The wife plainly states that the boat stinks! The smell morphs from closed boat, to something is dead in the head, to diesel, to very little odor at all depending on what is going on in the boat. The wife gets on the boat and immediately starts burning candles, spraying fumigants and complaining loudly about the smell. I have tried fabric softener sheets spread around the interior, Baczymes, Odor Zero, Chlorox, Bilge Cleaner, Fabreeze, and an odor guru that fogged the interior twice at a cost of $400. The best I have gotten so far is the smell changed a little. It is centered in the front locker where the forward AC unit is. I have painted the locker sprayed all the items mentioned above into the locker and am to the point now that I am considering disassembly of the AC unit to see if there is an ecosystem of some sort in there.

I have suggested that the smell is "freedom" but have not gotten much traction on that one. If I don't get some relief I am afraid the wife is going to set the thing on fire which would solve the odor problem but not my need to sail.


----------



## TSOJOURNER (Dec 16, 1999)

TrueBlue said:


> the subtle head odors released upon opening each teak door to the heads, evoked pleasing responses.
> 
> We have yet to find a combination of smells that even comes close to being reminiscent


LMAO, i think being boatless is starting to take a toll on you


----------



## Classic30 (Aug 29, 2007)

TrueBlue said:


> Relative to boats, sight conveys an immediate reaction from my brain - enabling a quick and distant judgement of pleasure or disdain. I interpret these images to the various shapes, proportions, colors and textures which have become pleasing to my mind's eye, such as stored memories of classic sailing yachts. Like the sense of touch, these are tangible sensory associations which are easy to comprehend.
> 
> Upon boarding a boat however, my senses of smell and taste ( since they are both closely linked ) are perhaps the most enigmatic - stimulating a more complex mix of associations.
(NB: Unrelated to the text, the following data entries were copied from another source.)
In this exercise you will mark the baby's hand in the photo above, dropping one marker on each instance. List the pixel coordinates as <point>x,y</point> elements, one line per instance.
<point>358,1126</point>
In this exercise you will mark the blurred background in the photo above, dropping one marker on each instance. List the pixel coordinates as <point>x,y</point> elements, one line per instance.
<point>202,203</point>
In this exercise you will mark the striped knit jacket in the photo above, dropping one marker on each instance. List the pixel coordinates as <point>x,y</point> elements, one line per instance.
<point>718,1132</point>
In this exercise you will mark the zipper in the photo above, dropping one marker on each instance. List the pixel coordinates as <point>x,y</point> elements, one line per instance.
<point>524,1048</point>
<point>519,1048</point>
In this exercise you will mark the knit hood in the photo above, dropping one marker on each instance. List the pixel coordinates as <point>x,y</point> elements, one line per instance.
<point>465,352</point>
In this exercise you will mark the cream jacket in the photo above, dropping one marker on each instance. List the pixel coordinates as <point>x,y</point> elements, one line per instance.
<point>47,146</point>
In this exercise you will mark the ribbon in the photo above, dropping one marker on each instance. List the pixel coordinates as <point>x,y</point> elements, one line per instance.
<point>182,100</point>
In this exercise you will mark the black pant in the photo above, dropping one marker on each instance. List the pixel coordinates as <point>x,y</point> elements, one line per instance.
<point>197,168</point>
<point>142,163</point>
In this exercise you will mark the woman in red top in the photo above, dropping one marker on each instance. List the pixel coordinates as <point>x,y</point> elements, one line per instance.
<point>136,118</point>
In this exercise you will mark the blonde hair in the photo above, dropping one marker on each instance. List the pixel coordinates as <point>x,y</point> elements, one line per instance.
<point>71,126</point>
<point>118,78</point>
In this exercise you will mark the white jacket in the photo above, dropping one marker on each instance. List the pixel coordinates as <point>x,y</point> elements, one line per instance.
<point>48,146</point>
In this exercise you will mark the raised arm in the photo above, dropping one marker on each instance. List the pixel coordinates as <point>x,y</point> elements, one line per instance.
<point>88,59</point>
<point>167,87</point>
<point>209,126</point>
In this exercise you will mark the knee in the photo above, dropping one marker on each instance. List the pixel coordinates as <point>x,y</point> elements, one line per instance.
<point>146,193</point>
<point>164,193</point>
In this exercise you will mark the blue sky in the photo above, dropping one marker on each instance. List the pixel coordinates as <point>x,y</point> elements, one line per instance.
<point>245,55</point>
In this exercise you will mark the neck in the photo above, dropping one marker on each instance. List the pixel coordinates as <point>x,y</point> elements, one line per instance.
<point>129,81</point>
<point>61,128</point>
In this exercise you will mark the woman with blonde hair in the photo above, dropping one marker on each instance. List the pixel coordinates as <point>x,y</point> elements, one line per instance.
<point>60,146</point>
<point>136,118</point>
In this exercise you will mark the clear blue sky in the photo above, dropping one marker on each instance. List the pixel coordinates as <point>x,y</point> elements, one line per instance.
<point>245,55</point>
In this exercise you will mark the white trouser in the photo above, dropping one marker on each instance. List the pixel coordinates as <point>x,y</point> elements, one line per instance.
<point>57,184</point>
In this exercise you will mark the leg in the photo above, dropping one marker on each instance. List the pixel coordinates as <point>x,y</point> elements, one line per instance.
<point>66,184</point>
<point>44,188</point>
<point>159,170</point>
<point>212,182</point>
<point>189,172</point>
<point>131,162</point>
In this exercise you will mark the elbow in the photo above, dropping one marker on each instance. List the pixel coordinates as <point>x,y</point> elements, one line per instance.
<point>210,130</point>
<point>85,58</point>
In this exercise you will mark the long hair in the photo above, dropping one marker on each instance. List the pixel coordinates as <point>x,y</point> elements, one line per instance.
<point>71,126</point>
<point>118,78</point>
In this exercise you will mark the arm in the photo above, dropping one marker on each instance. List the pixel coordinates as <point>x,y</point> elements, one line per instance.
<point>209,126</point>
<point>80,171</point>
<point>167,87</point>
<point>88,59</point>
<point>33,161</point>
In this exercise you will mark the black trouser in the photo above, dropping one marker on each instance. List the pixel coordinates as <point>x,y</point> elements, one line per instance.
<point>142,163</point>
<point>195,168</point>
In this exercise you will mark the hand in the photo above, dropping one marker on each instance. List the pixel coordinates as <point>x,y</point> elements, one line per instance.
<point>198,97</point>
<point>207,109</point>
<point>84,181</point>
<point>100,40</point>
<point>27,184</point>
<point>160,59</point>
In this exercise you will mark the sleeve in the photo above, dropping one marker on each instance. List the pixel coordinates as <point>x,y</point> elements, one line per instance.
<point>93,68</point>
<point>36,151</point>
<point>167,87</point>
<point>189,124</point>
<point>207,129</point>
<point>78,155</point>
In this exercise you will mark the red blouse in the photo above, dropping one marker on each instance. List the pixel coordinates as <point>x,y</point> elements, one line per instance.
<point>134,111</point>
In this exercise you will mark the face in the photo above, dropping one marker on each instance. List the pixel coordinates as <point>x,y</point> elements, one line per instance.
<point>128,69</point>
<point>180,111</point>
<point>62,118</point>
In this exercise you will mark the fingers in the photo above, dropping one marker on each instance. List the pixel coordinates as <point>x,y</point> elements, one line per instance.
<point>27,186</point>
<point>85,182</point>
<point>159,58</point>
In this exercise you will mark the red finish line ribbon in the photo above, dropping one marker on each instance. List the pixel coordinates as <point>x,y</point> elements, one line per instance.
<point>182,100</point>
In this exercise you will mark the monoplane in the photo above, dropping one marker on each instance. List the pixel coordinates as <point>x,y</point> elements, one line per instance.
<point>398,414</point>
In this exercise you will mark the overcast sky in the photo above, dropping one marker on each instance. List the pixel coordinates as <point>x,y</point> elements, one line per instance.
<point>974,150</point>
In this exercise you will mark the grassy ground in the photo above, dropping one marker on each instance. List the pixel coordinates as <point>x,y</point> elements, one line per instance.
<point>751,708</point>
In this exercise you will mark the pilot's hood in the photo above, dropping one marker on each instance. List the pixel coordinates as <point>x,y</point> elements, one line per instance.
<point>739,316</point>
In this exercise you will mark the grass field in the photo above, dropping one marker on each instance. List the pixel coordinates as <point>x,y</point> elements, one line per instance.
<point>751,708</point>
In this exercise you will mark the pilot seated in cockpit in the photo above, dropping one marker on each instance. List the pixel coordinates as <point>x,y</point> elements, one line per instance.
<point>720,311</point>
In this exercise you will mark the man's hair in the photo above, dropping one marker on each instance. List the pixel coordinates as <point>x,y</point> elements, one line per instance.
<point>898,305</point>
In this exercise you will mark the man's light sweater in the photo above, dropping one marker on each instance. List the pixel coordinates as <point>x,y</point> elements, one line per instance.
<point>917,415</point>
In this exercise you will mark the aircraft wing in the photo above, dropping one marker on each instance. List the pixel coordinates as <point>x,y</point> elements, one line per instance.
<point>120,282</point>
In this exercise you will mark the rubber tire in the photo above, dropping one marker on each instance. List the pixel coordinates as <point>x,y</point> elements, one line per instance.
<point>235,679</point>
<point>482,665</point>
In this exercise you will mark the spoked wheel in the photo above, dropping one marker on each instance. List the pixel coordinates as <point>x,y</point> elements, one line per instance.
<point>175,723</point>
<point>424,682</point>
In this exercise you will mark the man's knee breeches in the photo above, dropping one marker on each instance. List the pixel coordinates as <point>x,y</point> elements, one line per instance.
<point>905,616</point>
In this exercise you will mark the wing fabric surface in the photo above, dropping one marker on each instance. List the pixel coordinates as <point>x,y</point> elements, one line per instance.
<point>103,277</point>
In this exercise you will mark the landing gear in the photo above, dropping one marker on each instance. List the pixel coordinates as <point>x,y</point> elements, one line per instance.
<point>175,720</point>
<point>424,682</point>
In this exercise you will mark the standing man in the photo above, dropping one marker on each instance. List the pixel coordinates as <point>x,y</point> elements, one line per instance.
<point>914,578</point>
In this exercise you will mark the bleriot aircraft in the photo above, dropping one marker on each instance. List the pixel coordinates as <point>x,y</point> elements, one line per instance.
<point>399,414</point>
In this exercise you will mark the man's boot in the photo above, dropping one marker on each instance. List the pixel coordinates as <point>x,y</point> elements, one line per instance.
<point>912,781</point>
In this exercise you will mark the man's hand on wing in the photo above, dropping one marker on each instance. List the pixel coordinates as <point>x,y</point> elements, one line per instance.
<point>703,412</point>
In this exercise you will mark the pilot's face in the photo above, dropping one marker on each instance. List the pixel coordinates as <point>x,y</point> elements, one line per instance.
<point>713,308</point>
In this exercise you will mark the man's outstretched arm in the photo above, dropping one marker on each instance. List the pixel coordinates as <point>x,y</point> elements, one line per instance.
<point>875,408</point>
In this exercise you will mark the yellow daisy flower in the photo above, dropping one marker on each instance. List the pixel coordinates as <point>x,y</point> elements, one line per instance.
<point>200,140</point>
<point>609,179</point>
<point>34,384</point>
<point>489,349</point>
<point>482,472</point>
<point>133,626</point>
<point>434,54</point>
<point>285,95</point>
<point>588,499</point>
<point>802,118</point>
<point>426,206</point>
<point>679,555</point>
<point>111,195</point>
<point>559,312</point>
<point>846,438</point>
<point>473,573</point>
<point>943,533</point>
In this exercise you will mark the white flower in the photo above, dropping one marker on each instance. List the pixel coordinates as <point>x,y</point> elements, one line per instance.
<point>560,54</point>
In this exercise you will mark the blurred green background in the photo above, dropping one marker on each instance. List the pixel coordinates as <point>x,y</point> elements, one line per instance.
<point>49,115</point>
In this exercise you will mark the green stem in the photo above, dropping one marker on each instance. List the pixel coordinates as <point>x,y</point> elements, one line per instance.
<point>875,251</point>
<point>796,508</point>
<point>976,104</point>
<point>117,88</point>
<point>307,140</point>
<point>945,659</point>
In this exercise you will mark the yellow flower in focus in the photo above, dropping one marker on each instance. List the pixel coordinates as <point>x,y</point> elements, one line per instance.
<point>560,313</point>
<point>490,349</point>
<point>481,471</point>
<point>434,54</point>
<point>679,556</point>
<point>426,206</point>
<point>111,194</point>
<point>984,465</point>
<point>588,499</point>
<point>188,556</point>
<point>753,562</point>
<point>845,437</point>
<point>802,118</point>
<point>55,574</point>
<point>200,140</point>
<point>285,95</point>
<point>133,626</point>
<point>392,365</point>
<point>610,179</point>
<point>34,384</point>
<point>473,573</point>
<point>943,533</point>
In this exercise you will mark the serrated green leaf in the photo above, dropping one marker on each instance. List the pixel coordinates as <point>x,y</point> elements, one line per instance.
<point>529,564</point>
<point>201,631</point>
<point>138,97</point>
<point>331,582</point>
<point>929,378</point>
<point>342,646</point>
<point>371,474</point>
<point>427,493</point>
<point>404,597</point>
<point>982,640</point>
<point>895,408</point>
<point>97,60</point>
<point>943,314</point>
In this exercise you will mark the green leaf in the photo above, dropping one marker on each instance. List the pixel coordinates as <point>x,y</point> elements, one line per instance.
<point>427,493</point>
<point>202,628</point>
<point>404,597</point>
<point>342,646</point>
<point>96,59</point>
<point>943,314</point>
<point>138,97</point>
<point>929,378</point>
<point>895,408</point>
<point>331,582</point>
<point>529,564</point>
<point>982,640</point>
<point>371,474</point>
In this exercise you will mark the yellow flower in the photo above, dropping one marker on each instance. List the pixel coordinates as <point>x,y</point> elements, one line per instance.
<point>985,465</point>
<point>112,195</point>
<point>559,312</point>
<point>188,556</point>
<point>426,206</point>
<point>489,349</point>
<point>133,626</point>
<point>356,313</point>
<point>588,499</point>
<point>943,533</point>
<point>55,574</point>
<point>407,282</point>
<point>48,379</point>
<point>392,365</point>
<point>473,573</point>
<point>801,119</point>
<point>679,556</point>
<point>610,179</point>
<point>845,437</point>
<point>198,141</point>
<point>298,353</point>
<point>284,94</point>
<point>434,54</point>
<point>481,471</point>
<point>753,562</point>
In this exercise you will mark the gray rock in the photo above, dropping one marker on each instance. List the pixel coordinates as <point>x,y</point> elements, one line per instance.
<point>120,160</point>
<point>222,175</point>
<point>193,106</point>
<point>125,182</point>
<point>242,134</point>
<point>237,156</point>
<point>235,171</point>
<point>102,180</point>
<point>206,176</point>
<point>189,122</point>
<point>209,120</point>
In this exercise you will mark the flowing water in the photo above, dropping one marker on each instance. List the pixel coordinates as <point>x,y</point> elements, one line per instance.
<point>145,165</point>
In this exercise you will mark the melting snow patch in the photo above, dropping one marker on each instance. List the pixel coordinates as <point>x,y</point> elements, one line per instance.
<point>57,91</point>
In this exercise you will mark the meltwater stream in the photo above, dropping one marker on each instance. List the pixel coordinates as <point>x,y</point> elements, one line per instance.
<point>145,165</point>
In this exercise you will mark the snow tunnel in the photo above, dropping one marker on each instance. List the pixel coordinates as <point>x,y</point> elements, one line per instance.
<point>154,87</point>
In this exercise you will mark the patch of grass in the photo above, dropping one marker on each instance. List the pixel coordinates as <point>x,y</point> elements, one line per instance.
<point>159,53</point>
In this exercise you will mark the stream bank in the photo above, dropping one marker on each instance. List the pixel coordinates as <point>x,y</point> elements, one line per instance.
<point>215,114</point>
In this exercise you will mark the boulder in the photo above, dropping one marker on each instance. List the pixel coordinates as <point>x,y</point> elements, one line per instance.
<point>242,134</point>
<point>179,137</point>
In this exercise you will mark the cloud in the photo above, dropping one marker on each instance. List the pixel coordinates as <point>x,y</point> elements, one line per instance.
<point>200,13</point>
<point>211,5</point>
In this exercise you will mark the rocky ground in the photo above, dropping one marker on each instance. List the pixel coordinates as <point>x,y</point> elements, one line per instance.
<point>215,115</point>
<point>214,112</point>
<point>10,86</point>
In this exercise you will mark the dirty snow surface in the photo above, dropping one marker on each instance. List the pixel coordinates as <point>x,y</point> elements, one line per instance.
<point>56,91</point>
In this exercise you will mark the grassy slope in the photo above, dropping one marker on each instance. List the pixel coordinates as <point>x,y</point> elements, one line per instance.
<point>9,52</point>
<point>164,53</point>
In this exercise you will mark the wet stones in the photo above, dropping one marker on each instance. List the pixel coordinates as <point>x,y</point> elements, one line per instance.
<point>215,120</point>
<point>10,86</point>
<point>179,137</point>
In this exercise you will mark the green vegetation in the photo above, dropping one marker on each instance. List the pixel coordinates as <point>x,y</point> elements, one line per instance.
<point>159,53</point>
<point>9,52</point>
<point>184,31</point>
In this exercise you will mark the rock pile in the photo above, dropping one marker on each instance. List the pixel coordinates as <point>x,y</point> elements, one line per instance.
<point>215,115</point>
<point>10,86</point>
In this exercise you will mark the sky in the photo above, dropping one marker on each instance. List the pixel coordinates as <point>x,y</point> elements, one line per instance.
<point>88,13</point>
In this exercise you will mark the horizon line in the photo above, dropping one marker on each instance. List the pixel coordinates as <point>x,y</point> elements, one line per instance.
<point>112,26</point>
Although I often pondered the source of these sensations - the derived associations are typically of pleasant experiences on the water.
> 
> ...


TB, that's a true classic!! 

You make the smell of a boat like the smell of a freshly-opened bottle of ancient red - either delightful to the senses or completely off! Obviously you've been drinking too much, but I won't begrudge you that.  

I would never admit this to the wife (shhh!), but after being land-locked for several weeks by lousy weather, I often find myself sneaking out the back-yard to stick my head under the tarp and getting a good, deep, lungful of "eau de Yacht"... it gets me by for a day or so.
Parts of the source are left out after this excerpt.